La banque d’émission fonctionna, non sans certaines difficultés, soit avec le commandement militaire, soit avec le personnel, soit avec la Banque nationale de Belgique. En effet, à côté de son rôle d’émission, la nouvelle banque avait, comme attribution principale, les opérations relatives aux chèques postaux et aux devises, ainsi que les opérations avec les organismes allemands, notamment en ce qui concernait l’indemnité d’occupation et partant le clearing.

La Banque nationale de Belgique perdait son droit d’émettre du papier-monnaie, mais reprenait ses opérations traditionnelles pour le compte des particuliers et de l’État, notamment les opérations d’open market (marché ouvert).

Ces données, Messieurs, sont corroborées par le rapport final de l’administration militaire allemande en Belgique dans sa neuvième partie, consacrée aux questions de monnaie et de finance.
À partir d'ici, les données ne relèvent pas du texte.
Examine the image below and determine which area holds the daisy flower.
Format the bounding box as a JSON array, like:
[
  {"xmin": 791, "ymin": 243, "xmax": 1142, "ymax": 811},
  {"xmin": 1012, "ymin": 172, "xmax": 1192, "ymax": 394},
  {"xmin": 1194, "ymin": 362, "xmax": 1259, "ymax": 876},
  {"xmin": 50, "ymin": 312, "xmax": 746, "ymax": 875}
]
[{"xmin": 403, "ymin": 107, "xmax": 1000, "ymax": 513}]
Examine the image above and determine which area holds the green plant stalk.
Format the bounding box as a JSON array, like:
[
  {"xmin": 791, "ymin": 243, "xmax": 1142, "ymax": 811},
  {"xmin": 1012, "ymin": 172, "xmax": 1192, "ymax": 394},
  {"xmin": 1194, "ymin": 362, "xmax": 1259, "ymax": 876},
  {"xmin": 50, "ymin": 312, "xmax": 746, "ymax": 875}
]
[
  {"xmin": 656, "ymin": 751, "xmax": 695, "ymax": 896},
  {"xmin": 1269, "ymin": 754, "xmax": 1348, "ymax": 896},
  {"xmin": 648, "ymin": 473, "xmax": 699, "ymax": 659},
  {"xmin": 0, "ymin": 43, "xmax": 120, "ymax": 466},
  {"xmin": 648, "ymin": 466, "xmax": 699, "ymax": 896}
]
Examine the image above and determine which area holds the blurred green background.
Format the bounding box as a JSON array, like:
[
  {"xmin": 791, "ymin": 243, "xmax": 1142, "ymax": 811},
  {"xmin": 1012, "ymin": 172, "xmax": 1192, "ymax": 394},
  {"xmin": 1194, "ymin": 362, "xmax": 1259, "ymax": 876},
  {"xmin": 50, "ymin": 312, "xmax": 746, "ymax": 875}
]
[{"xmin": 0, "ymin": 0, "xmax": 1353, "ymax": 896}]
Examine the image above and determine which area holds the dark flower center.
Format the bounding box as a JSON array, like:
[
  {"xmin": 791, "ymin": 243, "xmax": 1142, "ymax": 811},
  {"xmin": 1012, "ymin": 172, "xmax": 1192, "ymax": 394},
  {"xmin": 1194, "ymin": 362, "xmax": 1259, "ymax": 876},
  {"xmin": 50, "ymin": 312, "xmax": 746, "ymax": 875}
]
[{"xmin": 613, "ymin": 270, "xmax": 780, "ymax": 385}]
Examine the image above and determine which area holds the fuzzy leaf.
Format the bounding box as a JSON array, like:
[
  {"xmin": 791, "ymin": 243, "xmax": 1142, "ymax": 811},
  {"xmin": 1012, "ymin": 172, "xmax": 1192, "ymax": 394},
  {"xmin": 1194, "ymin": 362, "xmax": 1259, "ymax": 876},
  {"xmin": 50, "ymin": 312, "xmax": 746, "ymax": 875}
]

Ce rapport final de l’administration militaire allemande en Belgique a été découvert par les Armées des États-Unis ; c’est un document auquel nous nous référerons souvent. Il porte la cote ECH-5 et est déposé devant le Tribunal sous le n° RF-144.

La neuvième partie qui nous intéresse ici a été rédigée par trois chefs de section de l’administration de Bruxelles : Wetter, Hofrichter et Jost.

Malgré la création de la banque d’émission, les billets de la Reichskreditkasse continuèrent à avoir cours en Belgique jusqu’au mois d’août 1942, mais c’est la Banque nationale de Belgique qui fut dans l’obligation d’absorber, en septembre 1944, ces billets ; et de ce fait, l’économie belge a subit un préjudice de 3.567.000.000 de francs belges (chiffre rapporté par Wetter au rapport précédent, page 112 ; l’extrait du rapport étant déposé sous la cote RF-145).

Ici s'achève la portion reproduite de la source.